Testing Sparsity Assumptions in Bayesian Networks
- URL: http://arxiv.org/abs/2307.06406v1
- Date: Wed, 12 Jul 2023 18:46:22 GMT
- Title: Testing Sparsity Assumptions in Bayesian Networks
- Authors: Luke Duttweiler, Sally W. Thurston, and Anthony Almudevar
- Abstract summary: This paper provides the properties of, and a debiasing procedure for, a hypothesis test that may be used to determine if the BN has max in-degree greater than 1.
A linear BN structure discovery workflow is suggested in which the investigator uses this hypothesis test to aid in selecting an appropriate structure discovery algorithm.
- Score: 0.0
- License: http://creativecommons.org/licenses/by/4.0/
- Abstract: Bayesian network (BN) structure discovery algorithms typically either make
assumptions about the sparsity of the true underlying network, or are limited
by computational constraints to networks with a small number of variables.

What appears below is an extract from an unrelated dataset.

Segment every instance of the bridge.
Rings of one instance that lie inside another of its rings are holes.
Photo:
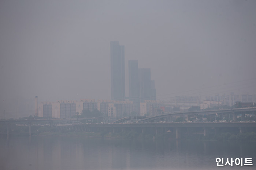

While these sparsity assumptions can take various forms, frequently the
assumptions focus on an upper bound for the maximum in-degree of the underlying
graph $\nabla_G$. Theorem 2 in Duttweiler et. al. (2023) demonstrates that the
largest eigenvalue of the normalized inverse covariance matrix ($\Omega$) of a
linear BN is a lower bound for $\nabla_G$. Building on this result, this paper
provides the asymptotic properties of, and a debiasing procedure for, the
sample eigenvalues of $\Omega$, leading to a hypothesis test that may be used
to determine if the BN has max in-degree greater than 1. A linear BN structure
discovery workflow is suggested in which the investigator uses this hypothesis
test to aid in selecting an appropriate structure discovery algorithm. The
hypothesis test performance is evaluated through simulations and the workflow
is demonstrated on data from a human psoriasis study.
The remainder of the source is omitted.